PAGE 2
Miriam’s Lover
by
“I had never seen Miriam before. Her arrival was unexpected, and I was absent from home when she came. I returned in the evening, and when I saw her first she was standing under the chandelier in the drawing room. Talk about spirits! For five seconds I thought I had seen one.
“Miriam was a beauty. I had known that before, though I think I hardly expected to see such wonderful loveliness. She was tall and extremely graceful, dark–at least her hair was dark, but her skin was wonderfully fair and clear. Her hair was gathered away from her face, and she had a high, pure, white forehead, and the straightest, finest, blackest brows. Her face was oval, with very large and dark eyes.
“I soon realized that Miriam was in some mysterious fashion different from other people. I think everyone who met her felt the same way. Yet it was a feeling hard to define. For my own part I simply felt as if she belonged to another world, and that part of the time she–her soul, you know–was back there again.
“You must not suppose that Miriam was a disagreeable person to have in the house. On the contrary, it was the very reverse. Everybody liked her. She was one of the sweetest, most winsome girls I ever knew, and I soon grew to love her dearly. As for what Dick called her ‘little queernesses’–well, we got used to them in time.
“Miriam was engaged, as I have told you, to a young Harvard man named Sidney Claxton. I knew she loved him very deeply. When she showed me his photograph, I liked his appearance and said so. Then I made some teasing remark about her love-letters–just for a joke, you know. Miriam looked at me with an odd little smile and said quickly:
“‘Sidney and I never write to each other.’
“‘Why, Miriam!’ I exclaimed in astonishment. ‘Do you mean to tell me you never hear from him at all?’
“‘No, I did not say that. I hear from him every day–every hour. We do not need to write letters. There are better means of communication between two souls that are in perfect accord with each other.’

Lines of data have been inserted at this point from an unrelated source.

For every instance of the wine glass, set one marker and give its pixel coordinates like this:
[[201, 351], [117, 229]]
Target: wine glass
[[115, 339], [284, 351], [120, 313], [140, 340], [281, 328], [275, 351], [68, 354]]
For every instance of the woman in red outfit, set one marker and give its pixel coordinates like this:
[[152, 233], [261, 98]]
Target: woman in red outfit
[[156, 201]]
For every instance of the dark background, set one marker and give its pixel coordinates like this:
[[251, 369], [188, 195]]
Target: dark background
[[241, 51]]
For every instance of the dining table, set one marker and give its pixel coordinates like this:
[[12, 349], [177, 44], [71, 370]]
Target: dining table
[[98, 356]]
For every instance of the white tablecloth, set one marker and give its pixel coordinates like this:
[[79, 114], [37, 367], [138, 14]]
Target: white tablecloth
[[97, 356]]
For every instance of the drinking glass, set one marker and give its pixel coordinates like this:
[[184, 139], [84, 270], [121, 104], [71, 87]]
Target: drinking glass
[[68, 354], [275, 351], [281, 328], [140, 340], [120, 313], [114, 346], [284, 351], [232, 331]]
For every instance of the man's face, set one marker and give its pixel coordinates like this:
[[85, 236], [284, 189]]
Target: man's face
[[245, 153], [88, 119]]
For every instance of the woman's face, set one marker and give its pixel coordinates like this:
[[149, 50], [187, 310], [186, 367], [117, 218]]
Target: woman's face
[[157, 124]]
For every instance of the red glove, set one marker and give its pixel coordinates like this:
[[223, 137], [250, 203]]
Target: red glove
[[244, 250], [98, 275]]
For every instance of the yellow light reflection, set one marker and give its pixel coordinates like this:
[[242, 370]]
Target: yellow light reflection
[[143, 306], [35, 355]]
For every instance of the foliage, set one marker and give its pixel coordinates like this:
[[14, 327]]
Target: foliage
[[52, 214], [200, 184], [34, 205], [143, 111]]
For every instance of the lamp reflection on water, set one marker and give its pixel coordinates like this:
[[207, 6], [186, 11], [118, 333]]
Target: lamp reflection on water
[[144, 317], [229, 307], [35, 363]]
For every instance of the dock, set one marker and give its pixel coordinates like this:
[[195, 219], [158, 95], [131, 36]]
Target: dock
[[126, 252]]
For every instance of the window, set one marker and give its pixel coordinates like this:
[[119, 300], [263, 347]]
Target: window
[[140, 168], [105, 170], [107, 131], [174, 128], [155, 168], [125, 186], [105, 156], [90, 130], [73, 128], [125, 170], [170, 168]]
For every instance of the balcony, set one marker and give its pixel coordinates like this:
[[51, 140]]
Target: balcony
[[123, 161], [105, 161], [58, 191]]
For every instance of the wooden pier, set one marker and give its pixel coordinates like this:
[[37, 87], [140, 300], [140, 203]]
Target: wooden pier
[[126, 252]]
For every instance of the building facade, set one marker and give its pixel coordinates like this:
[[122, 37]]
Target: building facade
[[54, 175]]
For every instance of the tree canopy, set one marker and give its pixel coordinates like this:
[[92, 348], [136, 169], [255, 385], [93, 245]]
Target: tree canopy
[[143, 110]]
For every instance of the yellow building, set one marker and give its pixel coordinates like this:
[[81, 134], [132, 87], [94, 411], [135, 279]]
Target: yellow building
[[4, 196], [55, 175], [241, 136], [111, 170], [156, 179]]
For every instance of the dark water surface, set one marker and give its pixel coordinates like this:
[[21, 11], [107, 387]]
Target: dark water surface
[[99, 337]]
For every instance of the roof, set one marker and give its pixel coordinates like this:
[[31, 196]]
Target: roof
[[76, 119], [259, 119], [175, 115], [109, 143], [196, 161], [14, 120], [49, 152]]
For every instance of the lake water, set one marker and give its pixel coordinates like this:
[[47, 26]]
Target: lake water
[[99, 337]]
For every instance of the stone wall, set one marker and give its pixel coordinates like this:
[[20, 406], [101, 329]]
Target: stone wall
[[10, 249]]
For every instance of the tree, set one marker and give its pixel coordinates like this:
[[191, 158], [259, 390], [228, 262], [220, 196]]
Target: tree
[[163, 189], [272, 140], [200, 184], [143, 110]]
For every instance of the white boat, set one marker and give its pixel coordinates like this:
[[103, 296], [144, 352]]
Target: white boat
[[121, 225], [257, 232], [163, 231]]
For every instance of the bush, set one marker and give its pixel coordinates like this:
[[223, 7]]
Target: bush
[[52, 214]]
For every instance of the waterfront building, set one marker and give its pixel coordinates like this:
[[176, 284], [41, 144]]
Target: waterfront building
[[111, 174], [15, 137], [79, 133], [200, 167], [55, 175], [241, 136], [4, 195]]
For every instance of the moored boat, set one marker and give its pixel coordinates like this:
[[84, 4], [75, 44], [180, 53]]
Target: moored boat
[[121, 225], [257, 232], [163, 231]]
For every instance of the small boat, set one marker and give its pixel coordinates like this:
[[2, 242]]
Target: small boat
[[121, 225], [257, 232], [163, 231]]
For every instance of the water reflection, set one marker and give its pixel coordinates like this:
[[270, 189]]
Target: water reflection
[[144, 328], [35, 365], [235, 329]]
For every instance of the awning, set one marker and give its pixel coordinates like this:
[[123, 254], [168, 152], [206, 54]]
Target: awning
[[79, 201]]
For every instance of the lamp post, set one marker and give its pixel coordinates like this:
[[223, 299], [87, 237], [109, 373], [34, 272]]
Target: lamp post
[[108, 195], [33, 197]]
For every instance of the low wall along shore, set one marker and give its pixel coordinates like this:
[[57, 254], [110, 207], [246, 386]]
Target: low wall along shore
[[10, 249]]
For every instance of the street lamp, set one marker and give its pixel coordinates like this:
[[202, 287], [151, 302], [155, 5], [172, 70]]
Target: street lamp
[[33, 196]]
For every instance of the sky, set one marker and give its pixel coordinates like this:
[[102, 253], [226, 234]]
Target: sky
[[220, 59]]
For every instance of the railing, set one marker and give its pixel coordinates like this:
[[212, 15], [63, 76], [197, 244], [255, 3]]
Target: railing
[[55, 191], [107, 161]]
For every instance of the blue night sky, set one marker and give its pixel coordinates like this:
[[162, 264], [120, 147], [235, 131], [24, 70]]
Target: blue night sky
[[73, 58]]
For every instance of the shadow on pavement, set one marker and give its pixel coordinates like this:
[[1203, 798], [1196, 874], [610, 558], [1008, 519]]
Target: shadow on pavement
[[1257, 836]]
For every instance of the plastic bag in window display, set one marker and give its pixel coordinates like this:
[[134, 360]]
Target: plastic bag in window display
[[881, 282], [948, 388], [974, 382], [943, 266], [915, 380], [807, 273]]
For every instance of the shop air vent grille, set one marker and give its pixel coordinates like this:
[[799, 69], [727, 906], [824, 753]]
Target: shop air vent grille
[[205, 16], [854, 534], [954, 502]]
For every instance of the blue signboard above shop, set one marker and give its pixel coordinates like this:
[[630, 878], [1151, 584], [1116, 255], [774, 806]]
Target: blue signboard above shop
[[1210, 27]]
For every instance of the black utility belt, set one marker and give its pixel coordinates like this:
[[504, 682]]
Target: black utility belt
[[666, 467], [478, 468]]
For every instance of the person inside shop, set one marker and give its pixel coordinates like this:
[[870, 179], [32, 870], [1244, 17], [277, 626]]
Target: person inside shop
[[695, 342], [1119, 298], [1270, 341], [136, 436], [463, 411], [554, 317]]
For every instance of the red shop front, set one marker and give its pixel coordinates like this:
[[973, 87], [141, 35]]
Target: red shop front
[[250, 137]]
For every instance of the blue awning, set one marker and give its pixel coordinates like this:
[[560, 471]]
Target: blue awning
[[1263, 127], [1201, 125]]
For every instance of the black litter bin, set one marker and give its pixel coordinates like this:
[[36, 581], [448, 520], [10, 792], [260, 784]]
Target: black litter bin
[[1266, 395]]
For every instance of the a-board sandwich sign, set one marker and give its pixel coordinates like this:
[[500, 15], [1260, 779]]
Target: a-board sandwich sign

“‘Miriam, you uncanny creature, what do you mean?’ I asked.
“But Miriam only gave another queer smile and made no answer at all. Whatever her beliefs or theories were, she would never discuss them.
“She had a habit of dropping into abstracted reveries at any time or place. No matter where she was, this, whatever it was, would come over her. She would sit there, perhaps in the centre of a gay crowd, and gaze right out into space, not hearing or seeing a single thing that went on around her.
“I remember one day in particular; we were sewing in my room. I looked up and saw that Miriam’s work had dropped on her knee and she was leaning forward, her lips apart, her eyes gazing upward with an unearthly expression.
“‘Don’t look like that, Miriam!’ I said, with a little shiver. ‘You seem to be looking at something a thousand miles away!’
“Miriam came out of her trance or reverie and said, with a little laugh:
“‘How do you know but that I was?’
“She bent her head for a minute or two. Then she lifted it again and looked at me with a sudden contraction of her level brows that betokened vexation.
“‘I wish you hadn’t spoken to me just then,’ she said. ‘You interrupted the message I was receiving. I shall not get it at all now.’
“‘Miriam,’ I implored. ‘I so wish my dear girl, that you wouldn’t talk so. It makes people think there is something queer about you. Who in the world was sending you a message, as you call it?’
“‘Sidney,’ said Miriam simply.
“‘Nonsense!’
“‘You think it is nonsense because you don’t understand it,’ was her calm response.
“I recall another event was when some caller dropped in and we had drifted into a discussion about ghosts and the like–and I’ve no doubt we all talked some delicious nonsense. Miriam said nothing at the time, but when we were alone I asked her what she thought of it.